For example, one of the first footnotes is about a "notoriously fat-phobic" designer whose company's slogan is, "We make the women disappear and the fashion appear!" The designer's name? Roland Me'sognie.
If that appeals to you, you're in for a treat with Bray's narrative. My personal favorite slam is a pitch-perfect commercial for a romantic comedy in which a capable woman with a career is encouraged to base her self-worth on a charming chauvinist... while revealing everything wrong with this trope. Fun for those of us who sat through Amy's O or The Ugly Truth, huh?
Readers start their journey with the nine (!) main characters without knowing much about them. Ready? Adina is a quick-tongued feminist who fancies herself an undercover reporter; Mary Lou is religious and believes she has been cursed to feel lust; Shanti plans to appeal to judges' exotifying tendencies by emphasizing her Indian heritage; Petra is a closeted trans woman and former child star; Sosie leads a deaf dance troupe; Jennifer is a lesbian who chose Miss Teen Dream over juvie; Taylor has been obsessed with pageantry since childhood; Nicole foresees an unsatisfying future as an actor who plays "sassy black friend" roles; Tiara is, well, not very smart and views the pageant as her one way to succeed.

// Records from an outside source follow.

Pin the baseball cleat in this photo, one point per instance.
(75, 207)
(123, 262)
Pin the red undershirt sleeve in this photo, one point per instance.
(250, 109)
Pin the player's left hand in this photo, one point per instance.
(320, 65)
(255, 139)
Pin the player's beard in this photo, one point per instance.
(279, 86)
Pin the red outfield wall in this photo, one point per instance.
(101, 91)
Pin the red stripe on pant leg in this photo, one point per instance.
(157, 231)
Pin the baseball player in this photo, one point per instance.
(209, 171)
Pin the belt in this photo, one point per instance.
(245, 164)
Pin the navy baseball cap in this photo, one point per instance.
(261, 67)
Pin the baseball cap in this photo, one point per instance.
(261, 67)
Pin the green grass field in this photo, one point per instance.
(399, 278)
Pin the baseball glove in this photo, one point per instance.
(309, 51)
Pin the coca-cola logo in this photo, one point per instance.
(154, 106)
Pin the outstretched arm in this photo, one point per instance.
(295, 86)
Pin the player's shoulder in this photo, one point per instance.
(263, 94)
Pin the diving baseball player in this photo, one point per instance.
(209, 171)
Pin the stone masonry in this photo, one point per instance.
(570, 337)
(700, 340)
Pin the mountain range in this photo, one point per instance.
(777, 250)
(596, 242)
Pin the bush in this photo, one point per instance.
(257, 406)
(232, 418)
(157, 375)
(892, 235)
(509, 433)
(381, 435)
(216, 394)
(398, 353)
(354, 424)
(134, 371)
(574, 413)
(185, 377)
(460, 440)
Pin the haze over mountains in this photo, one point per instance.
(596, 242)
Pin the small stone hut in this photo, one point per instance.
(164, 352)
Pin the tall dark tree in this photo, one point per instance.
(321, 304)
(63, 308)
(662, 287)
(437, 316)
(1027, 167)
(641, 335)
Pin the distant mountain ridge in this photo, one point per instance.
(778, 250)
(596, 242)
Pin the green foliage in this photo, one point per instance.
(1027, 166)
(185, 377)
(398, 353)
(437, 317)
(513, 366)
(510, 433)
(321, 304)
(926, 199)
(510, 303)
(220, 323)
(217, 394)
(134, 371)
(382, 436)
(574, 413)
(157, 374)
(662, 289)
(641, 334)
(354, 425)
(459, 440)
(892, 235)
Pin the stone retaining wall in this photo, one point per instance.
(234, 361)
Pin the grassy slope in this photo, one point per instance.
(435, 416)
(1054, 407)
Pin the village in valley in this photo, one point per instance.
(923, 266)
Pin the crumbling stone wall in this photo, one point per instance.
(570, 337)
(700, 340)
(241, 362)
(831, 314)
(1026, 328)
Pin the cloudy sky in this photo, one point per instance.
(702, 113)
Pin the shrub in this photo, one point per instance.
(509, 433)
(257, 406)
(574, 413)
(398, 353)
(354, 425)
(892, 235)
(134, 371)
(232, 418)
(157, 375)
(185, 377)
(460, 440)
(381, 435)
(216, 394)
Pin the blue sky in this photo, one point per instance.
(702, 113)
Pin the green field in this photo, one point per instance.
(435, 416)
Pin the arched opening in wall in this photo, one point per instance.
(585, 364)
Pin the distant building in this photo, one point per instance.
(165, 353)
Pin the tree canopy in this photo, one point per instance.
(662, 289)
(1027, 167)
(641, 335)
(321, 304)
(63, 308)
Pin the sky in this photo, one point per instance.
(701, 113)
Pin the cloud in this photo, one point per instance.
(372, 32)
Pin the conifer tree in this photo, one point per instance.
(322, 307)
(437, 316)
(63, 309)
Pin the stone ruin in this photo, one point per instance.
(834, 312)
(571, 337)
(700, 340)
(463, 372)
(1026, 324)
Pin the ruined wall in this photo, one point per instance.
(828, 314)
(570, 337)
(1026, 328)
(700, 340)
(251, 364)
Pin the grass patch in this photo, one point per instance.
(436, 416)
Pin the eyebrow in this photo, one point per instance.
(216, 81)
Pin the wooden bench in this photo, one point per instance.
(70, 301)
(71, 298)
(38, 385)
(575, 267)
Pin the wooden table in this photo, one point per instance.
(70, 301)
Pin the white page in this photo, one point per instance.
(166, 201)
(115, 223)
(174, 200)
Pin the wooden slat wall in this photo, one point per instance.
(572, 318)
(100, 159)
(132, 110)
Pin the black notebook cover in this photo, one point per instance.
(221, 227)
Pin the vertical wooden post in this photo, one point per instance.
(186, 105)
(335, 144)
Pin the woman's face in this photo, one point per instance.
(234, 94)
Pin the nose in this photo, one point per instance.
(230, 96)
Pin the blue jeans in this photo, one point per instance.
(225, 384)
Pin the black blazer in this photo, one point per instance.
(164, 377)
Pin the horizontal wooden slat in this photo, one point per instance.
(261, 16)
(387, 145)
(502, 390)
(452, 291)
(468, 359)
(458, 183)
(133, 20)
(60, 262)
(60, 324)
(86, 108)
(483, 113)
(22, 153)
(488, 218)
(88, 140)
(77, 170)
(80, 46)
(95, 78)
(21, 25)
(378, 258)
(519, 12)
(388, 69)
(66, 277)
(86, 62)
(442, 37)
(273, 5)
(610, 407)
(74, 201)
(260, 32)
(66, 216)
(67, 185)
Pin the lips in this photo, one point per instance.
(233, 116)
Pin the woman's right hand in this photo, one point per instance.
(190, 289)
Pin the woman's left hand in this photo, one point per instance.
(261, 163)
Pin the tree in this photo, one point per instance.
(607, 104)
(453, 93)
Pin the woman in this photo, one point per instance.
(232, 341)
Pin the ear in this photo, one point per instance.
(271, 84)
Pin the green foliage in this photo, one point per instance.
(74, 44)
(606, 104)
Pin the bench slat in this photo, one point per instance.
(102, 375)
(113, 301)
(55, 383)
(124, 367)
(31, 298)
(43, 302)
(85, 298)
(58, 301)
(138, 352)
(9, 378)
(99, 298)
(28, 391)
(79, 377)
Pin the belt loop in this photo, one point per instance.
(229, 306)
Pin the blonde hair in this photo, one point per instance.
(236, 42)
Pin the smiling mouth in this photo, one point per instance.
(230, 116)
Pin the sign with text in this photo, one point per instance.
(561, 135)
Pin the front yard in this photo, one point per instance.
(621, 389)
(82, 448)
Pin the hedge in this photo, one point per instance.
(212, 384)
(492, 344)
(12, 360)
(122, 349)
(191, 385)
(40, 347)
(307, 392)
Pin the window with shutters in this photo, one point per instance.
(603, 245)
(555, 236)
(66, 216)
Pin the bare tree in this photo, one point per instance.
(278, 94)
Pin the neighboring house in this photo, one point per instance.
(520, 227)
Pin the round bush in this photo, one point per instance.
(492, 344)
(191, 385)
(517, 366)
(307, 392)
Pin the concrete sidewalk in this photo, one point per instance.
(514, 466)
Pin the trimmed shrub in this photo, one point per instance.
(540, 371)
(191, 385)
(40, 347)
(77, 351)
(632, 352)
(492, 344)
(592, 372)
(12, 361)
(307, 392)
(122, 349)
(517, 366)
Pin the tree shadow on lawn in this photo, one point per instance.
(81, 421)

If this all seems uncomfortably tokenistic, it is at first, but each of the main characters gets her own journey in which she is fleshed out. In the case of Shanti, Sosie, and Nicole, tokenization has a lot to do with their presence in the not-so-covertly racist and ableist pageant in the first place, and their experience of otherness is dealt with clearly and with very feminist language. The kyriarchal streamlining of the Miss Teen Dream Pageant is, in fact, a more overt expression of what society wants each character to be. They are far from innocent when it comes to bullying each other, though, and Adina is not exempt. At one pivotal moment, Petra reminds her that "Just because you're funny doesn't mean you get to be cruel."
With so many storylines, Beauty Queens is confusing at times, but it's worth sticking with. It's not perfect; ableist terms often appear uncritically, and the presence of the five remaining pageant characters disturbed me. They have no backstory and are treated as interchangeable—we rarely even hear their names—and I have to wonder why they're in the book in the first place. They seem to go against Bray's message that every young women is more than she appears to be.
Still, I definitely recommend Beauty Queens. It could be especially valuable in classes or book clubs, because "There's a lot to talk about" would be an understatement. A 400-page analysis could probably be written about this 400-page novel. Still, some of Bray's messages are unambiguous. When Tiara drops the favorite slogan "Feminism is for everybody," you may be surprised at how proud you are of her—or of all of them.